Filling a need
Program helps provide necessities for homeless people and their pets
Animal-lovers are often eager to help the cause of homeless pets, but not so much when it comes to helping homeless people with their pets. For this cause, programs are scant and donations few.
Still, the animals deserve our help, says Cpl. Kathryn
Waite, an animal control officer who started noticing the city’s growing number of homeless people living with pets. Five years ago she began offering them help with dog food, blankets and other supplies while she was in the field.
Her program, known as Operation Street Dogs, is operated by the Albuquerque Animal Welfare Department out of the Eastside animal shelter.
Waite estimates that 2 percent to 10 percent of homeless people in Albuquerque keep animals, in line with nationwide estimates by the National Coalition on Homelessness.
For many of them, the companionship of an animal is a life-saver, Waite says, because “that’s all they have — their companion.” A dog or cat (one man she knew even kept chickens on a leash) often serves as the only constant source of comfort, love and warmth. Many of the men and women she helps would rather sleep outside with their dog, or in a vehicle, than go to a shelter — few of which accept animals.
“Even if they do take dogs, the homeless don’t like to go to shelters because they’re extremely dangerous and violent,” Waite says, which also puts their pets at risk.
Now that the nights are bitterly cold, the program is asking the public for help with donations of dog sweaters, dog beds, comforters, as well as leashes and harnesses.
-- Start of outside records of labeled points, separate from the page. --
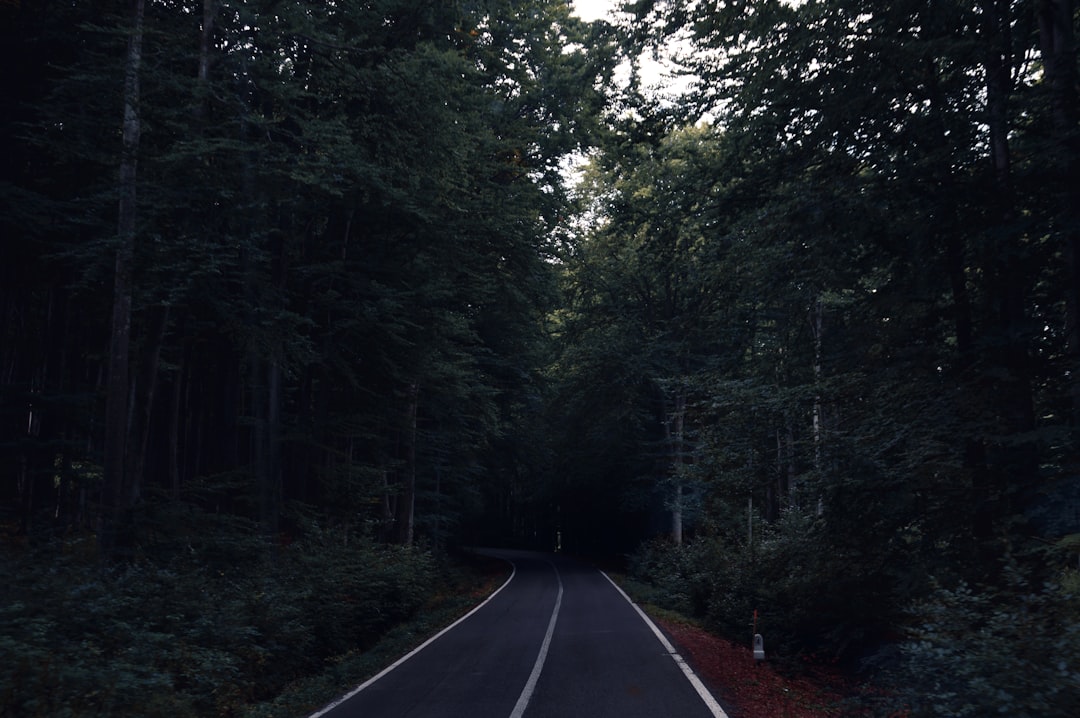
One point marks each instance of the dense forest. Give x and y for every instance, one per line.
x=296, y=298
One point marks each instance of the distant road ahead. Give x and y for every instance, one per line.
x=557, y=640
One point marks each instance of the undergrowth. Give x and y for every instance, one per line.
x=212, y=622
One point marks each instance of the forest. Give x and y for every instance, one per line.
x=298, y=298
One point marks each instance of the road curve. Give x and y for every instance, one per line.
x=558, y=639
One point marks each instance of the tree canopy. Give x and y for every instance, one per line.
x=804, y=340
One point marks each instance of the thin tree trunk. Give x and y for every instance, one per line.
x=675, y=433
x=143, y=395
x=406, y=493
x=1057, y=40
x=115, y=493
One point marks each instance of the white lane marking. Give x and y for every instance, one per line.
x=523, y=700
x=419, y=648
x=714, y=707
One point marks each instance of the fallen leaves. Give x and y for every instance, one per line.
x=750, y=689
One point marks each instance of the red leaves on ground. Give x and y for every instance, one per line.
x=748, y=689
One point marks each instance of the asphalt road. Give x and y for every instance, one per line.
x=557, y=640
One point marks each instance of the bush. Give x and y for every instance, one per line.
x=192, y=634
x=986, y=650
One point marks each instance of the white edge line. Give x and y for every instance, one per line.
x=523, y=700
x=415, y=650
x=687, y=671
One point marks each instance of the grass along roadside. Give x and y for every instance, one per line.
x=469, y=583
x=746, y=689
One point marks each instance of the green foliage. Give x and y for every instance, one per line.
x=979, y=650
x=200, y=633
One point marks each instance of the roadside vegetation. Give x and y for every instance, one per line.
x=207, y=622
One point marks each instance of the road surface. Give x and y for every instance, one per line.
x=558, y=639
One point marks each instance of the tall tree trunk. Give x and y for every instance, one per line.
x=405, y=518
x=1014, y=464
x=1057, y=41
x=115, y=492
x=143, y=394
x=675, y=434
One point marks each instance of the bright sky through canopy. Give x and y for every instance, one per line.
x=590, y=10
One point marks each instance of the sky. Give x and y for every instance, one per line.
x=590, y=10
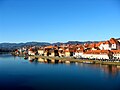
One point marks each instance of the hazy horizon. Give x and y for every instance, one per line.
x=59, y=20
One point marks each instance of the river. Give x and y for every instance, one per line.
x=17, y=73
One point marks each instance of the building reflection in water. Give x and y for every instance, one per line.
x=111, y=70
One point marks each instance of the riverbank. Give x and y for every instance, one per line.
x=73, y=60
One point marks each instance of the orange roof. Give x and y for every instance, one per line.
x=97, y=52
x=113, y=41
x=49, y=46
x=115, y=51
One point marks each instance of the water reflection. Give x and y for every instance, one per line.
x=111, y=70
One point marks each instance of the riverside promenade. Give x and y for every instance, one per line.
x=74, y=60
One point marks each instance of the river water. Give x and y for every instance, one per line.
x=16, y=73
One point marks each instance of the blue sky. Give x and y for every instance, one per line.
x=59, y=20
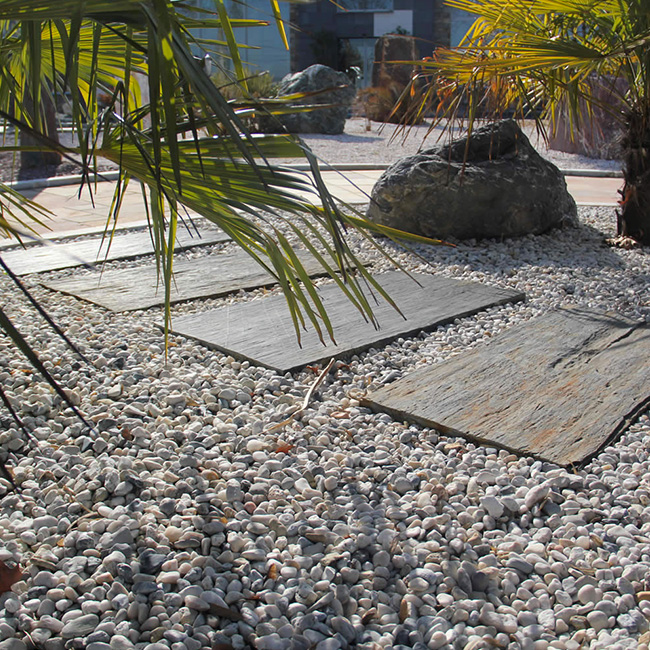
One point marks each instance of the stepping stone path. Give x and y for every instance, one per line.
x=63, y=255
x=560, y=387
x=262, y=331
x=206, y=277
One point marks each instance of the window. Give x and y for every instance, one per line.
x=364, y=5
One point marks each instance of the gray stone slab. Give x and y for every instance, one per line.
x=559, y=388
x=63, y=255
x=205, y=277
x=262, y=331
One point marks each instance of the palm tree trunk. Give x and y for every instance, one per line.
x=634, y=217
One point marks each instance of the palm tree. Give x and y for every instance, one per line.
x=187, y=144
x=544, y=58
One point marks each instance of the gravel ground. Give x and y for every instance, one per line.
x=187, y=522
x=383, y=144
x=387, y=143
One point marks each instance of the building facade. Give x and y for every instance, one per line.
x=264, y=47
x=343, y=34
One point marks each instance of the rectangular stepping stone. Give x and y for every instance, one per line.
x=39, y=258
x=262, y=331
x=559, y=388
x=205, y=277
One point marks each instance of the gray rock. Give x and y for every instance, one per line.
x=500, y=188
x=315, y=78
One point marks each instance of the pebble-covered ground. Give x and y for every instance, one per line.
x=188, y=521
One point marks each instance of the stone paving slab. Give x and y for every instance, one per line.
x=262, y=331
x=62, y=255
x=559, y=387
x=205, y=277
The city does not provide any of these items, Waite says, although she does get plenty of donated dog food and can give out vouchers for free spay/neuter, microchip, rabies vaccination and city licensing. Monetary donations are also needed for veterinary care.
On Christmas Eve, she received a desperate call from Andrew Johnson, a longtime client whose dog Ginger had been stabbed during a fight with another man’s dog. Waite dipped into a discretionary fund to save the dog, who spent three days in the veterinary hospital and needed 25 stitches.
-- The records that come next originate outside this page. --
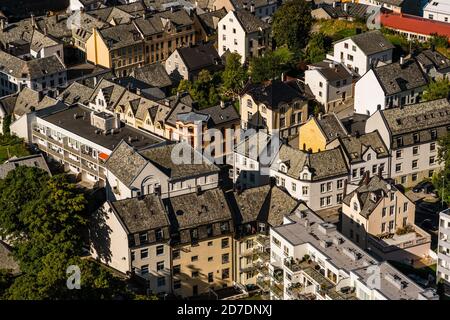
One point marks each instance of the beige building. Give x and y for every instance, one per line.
x=275, y=106
x=380, y=218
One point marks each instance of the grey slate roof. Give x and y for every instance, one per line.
x=264, y=204
x=331, y=126
x=76, y=93
x=395, y=78
x=429, y=58
x=140, y=215
x=377, y=187
x=355, y=146
x=125, y=163
x=203, y=56
x=420, y=116
x=154, y=75
x=274, y=93
x=82, y=127
x=161, y=157
x=324, y=164
x=371, y=42
x=192, y=210
x=249, y=22
x=335, y=73
x=28, y=161
x=32, y=69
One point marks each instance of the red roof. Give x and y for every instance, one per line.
x=415, y=24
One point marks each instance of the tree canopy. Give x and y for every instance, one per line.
x=292, y=23
x=45, y=219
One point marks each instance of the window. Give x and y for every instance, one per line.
x=143, y=237
x=176, y=269
x=225, y=258
x=432, y=146
x=225, y=273
x=144, y=269
x=144, y=253
x=161, y=282
x=225, y=243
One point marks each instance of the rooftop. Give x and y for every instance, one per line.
x=396, y=77
x=76, y=119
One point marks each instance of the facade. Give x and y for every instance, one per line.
x=365, y=154
x=434, y=64
x=379, y=218
x=145, y=40
x=242, y=32
x=317, y=179
x=361, y=52
x=317, y=133
x=443, y=263
x=45, y=75
x=79, y=139
x=158, y=170
x=411, y=133
x=279, y=107
x=330, y=82
x=311, y=260
x=437, y=10
x=186, y=63
x=389, y=86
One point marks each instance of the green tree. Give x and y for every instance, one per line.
x=437, y=90
x=234, y=76
x=292, y=23
x=271, y=65
x=318, y=45
x=441, y=180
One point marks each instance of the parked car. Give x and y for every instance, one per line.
x=424, y=186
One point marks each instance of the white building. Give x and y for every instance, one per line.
x=330, y=82
x=362, y=51
x=311, y=260
x=411, y=134
x=388, y=86
x=443, y=264
x=437, y=10
x=135, y=240
x=318, y=178
x=240, y=31
x=45, y=75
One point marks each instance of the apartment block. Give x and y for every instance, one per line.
x=311, y=260
x=411, y=133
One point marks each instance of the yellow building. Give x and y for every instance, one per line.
x=202, y=248
x=277, y=106
x=318, y=132
x=146, y=40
“If I’d lost her, I’d be a stupid one” with grief, Johnson says of the dog he rescued about four years ago after she was thrown off the back of a truck. “That’s my baby.”
Johnson relies on Operation Street Dogs to keep Ginger healthy. “Without the program, a lot of these guys, their dogs would have been frozen or abandoned,” he says of the other homeless who gather at Los Altos Park on the east side.
Through word of mouth, Waite says she is able to reach most of the city’s pet-owning homeless population, which she estimates at around 200 people, including those who have found housing but still need her services.
“When she shows up, everyone shows up,” Johnson says. They also know how to contact her if their animals need help: call her cellphone at 505-301-8141, or go to the Eastside shelter.
Most homeless people are grateful for the help, Waite says, and try to care for their pets as well as they can, often better than they care for themselves. “They’ll feed their dog first.”
That’s certainly true of Ginger, says Johnson, because she’s always up to date on her shots and tags. “My dogs are more legal than I am.”